Rollercoaster of Love
Keith's salute to inefficiency only contributes to my increasingly vexed feelings about the modern university (and my place in it). I cannot tell whether a university is a place where good intentions have been severely compromised by encroaching Taylorist standards of "productivity" or whether it is a place where "real world" standards have not encroached enough. (The third possibility is, of course, that a substantial percent of human beings anywhere are narrow-minded bastards.) Anyhow, my position at the U is an invented one--no home campus, no single research interest, unusual authority in some matters while all but invisible in others. I am the Ariel of this strange island, slipping unnoticed into affairs of (wo)men who may be kings and may be beasts. I am currently going through the usual review process--formal committee members are watching me teach, scouring my cv, and reading my publication offerings--so I may be a bit more sensitive than usual. But because of my unusual position, I spend most days of most weeks prying into others' courses and peering through the holes of our administrative structures. And, oh!, what I have begun to see. A blog is not the best place to get into details, but I will say that I am experiencing the thrill and disappointment of political maneuvering that I have not felt since Valmont betrayed me just as I was about to conquer the world. My training--an idealistic, bookish college mixed with a ruthless but no less idealistic grad school--leaves me wearing Mambrino's helmet, arming myself for contests I cannot win. But, still, I admit to enjoying the visits, emails, and conversations with those who walk with me in the naïve hope that we're actually helping people.

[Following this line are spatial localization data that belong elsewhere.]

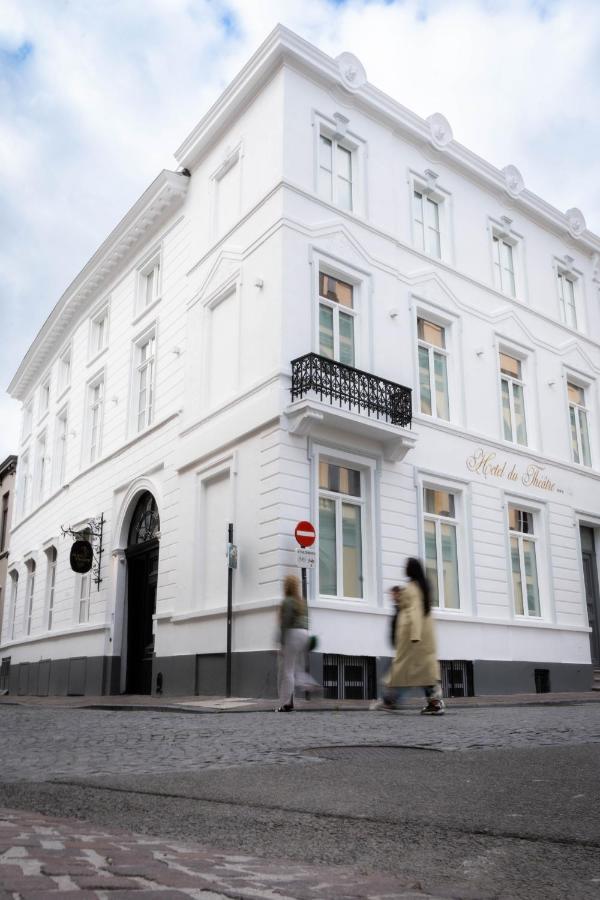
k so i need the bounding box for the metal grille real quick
[0,657,9,693]
[291,353,412,428]
[440,660,474,698]
[323,654,377,700]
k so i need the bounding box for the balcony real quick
[286,353,416,461]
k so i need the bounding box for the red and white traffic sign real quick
[294,520,316,548]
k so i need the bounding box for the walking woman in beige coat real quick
[375,558,445,715]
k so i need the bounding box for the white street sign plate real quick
[296,547,316,569]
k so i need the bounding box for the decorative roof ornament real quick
[565,207,586,239]
[502,165,525,198]
[335,52,367,92]
[426,113,453,150]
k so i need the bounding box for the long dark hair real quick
[406,557,431,616]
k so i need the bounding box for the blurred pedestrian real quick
[373,558,445,715]
[276,574,320,712]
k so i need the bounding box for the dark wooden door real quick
[580,527,600,666]
[126,542,158,694]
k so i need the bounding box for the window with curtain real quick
[508,505,541,617]
[423,487,460,610]
[499,352,527,446]
[568,382,592,466]
[318,273,356,367]
[417,317,449,420]
[318,461,364,599]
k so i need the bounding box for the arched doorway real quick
[125,491,160,694]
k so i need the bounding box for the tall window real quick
[87,378,104,464]
[557,271,577,329]
[508,505,540,617]
[418,318,449,420]
[78,572,91,624]
[413,191,441,258]
[500,352,527,445]
[9,571,18,640]
[90,306,109,356]
[35,432,48,504]
[45,547,57,631]
[19,452,30,517]
[319,134,353,211]
[139,257,161,310]
[493,236,516,297]
[136,333,156,431]
[318,273,355,366]
[423,488,460,610]
[58,348,71,393]
[568,382,591,467]
[25,560,36,636]
[22,401,33,441]
[54,408,68,487]
[319,462,363,599]
[0,492,8,552]
[39,379,50,418]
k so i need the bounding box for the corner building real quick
[3,27,600,698]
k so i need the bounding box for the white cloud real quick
[1,0,599,459]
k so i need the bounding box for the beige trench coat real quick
[384,582,440,687]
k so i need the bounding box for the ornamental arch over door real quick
[125,491,160,694]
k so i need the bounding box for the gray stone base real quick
[472,660,593,695]
[4,653,594,698]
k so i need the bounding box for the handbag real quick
[307,634,319,652]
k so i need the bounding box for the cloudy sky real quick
[1,0,600,459]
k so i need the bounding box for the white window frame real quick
[421,484,463,611]
[39,377,50,421]
[132,326,157,434]
[24,558,36,636]
[498,346,529,448]
[316,270,358,368]
[311,251,371,374]
[89,301,110,360]
[45,546,57,631]
[85,372,105,466]
[556,268,578,329]
[313,112,366,217]
[409,170,452,264]
[8,570,18,641]
[565,373,593,468]
[58,346,72,395]
[487,217,525,300]
[136,248,162,317]
[415,471,471,614]
[312,446,376,606]
[416,316,450,421]
[34,430,48,505]
[210,144,243,238]
[21,400,33,444]
[78,571,91,624]
[54,405,69,488]
[506,501,543,619]
[18,451,31,519]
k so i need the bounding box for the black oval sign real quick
[70,540,93,574]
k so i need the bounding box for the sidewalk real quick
[1,689,599,713]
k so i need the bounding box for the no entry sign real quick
[294,520,316,548]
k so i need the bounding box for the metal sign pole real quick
[301,567,307,602]
[226,522,233,698]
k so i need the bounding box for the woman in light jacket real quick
[276,574,320,712]
[378,558,445,715]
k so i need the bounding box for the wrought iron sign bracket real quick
[61,513,105,591]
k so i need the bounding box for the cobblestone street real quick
[0,700,599,898]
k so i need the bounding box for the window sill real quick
[87,346,109,368]
[56,385,71,404]
[2,621,109,649]
[132,296,161,327]
[313,597,389,615]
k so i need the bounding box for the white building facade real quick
[3,27,600,698]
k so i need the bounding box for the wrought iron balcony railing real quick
[290,353,412,428]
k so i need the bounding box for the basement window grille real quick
[322,654,377,700]
[0,657,9,693]
[440,660,474,698]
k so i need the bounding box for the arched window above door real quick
[128,492,160,546]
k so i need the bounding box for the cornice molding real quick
[8,170,189,401]
[175,24,600,256]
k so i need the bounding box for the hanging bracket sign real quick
[70,540,94,574]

I want to say more. Stay tuned. But I have to get back to preparing the seminar I'm giving tomorrow morning for high school teachers. It's called "The Surprising Truth about University Writing." Who knew that my adult life would be so glamorous?
Blognote: Stupid blog software dumped this post after I had finished it, so I rewrote as best I could (very quickly). Beware the "Preview" function. Save first. (Sounds obvious now.)

3 Comments:
I don't know who this "Valmont" character is, but he sounds shady. I would never do such a thing.
-ValBERT
In praise of efficiency -
I think I'm outside the 3T pack on this one: I like fast. Fast songs (the Misfits not Galaxie 500). Short conversations. Flipping through the channels.
This is most pronounced at work: I don't like small talk, I don't like people who use my time to articulate something they could have worked out on their own, and I don't like anyone coming to me with a question without also having a solution.
The staff here is way too small for the office bureaucracy Gaston describes (note I said office bureaucracy not office politics - which I do not care for, and certainly have several rants stored in me about THAT), but I think the slowness GL describes would drive me crazy. Props to anyone who can thrive in that kind of challenging environment.
There are glacial elements in academia, for sure. But I'm more focused on the productivity angle, which is very fast. So much text and so much speech must be produced quickly and without pause. I wish I had a slow period to actually build up something to say.
And I do mean politics. What is at stake is how the institution runs and who runs it. Various factions gather around various leaders and poke at the other factions.